FIG. 17 shows the samples of lyophilized hydrogel CS-C/β -GP, CS-C/OP/β -GP and CS-C/M-OP/β -GP prepared in example 1, dressing H & E staining to evaluate pathological changes in skin in each experimental group;

FIG. 18 shows Masson staining results of various groups of samples of the lyophilized hydrogel CS-C/β -GP, CS-C/OP/β -GP and CS-C/M-OP/β -GP sample dressings prepared in example 1;

FIG. 19 is the mean optical density of collagen content in the treated wound surface of each group of sample dressings from the samples CS-C/β -GP, CS-C/OP/β -GP and CS-C/M-OP/β -GP of the lyophilized hydrogel prepared in example 1;

FIG. 20 shows that the lyophilized hydrogel samples prepared in example 1, CS-C/β -GP, CS-C/OP/β -GP and CS-C/M-OP/β -GP, the skin wound surface VEGF (A) and Ki-67(B) of each group were applied by immunohistochemical staining;

FIG. 21 is the mean optical density of VEGF (A) and Ki-67(B) expression in the wound surface treated with each set of sample dressings from samples CS-C/β -GP, CS-C/OP/β -GP, and CS-C/M-OP/β -GP of the lyophilized hydrogel prepared in example 1;

fig. 22 is a schematic diagram of hydrogel bonding strength test in effect verification 3.

Detailed Description

Reference will now be made in detail to various exemplary embodiments of the invention, the detailed description should not be construed as limiting the invention but as a more detailed description of certain aspects, features and embodiments of the invention.

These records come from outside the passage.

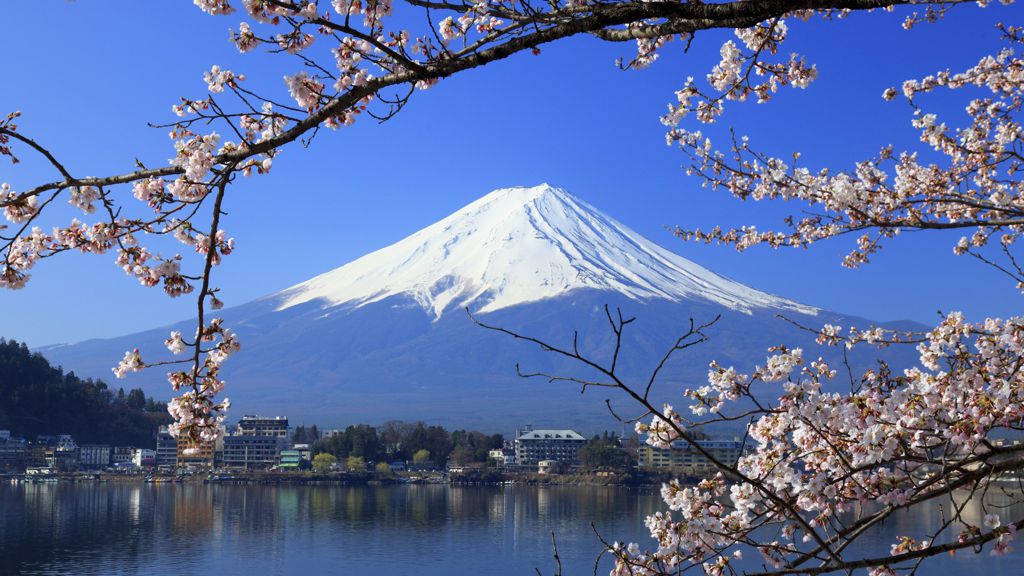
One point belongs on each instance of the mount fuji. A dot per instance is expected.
(386, 337)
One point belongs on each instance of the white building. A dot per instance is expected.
(534, 446)
(94, 455)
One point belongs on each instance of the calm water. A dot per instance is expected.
(163, 530)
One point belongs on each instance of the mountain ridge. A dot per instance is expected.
(376, 341)
(539, 242)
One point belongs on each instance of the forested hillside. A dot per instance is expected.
(38, 399)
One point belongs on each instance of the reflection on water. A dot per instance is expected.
(92, 529)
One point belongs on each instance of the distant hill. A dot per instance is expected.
(38, 399)
(386, 337)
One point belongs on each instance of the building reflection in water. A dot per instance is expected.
(164, 530)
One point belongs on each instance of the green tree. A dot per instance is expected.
(324, 461)
(422, 456)
(461, 455)
(355, 464)
(603, 453)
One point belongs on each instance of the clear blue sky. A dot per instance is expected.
(88, 76)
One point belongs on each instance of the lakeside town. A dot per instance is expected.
(268, 449)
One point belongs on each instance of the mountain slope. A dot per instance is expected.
(521, 245)
(383, 337)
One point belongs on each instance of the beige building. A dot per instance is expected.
(686, 459)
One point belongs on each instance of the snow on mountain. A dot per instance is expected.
(520, 245)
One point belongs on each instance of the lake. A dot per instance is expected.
(163, 530)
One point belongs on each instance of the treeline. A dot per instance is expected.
(38, 399)
(407, 442)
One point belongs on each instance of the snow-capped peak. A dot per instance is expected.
(520, 245)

It will be apparent to those skilled in the art that various modifications and variations can be made in the specific embodiments of the present disclosure without departing from the scope or spirit of the disclosure. Other embodiments will be apparent to those skilled in the art from consideration of the specification. The specification and examples are exemplary only.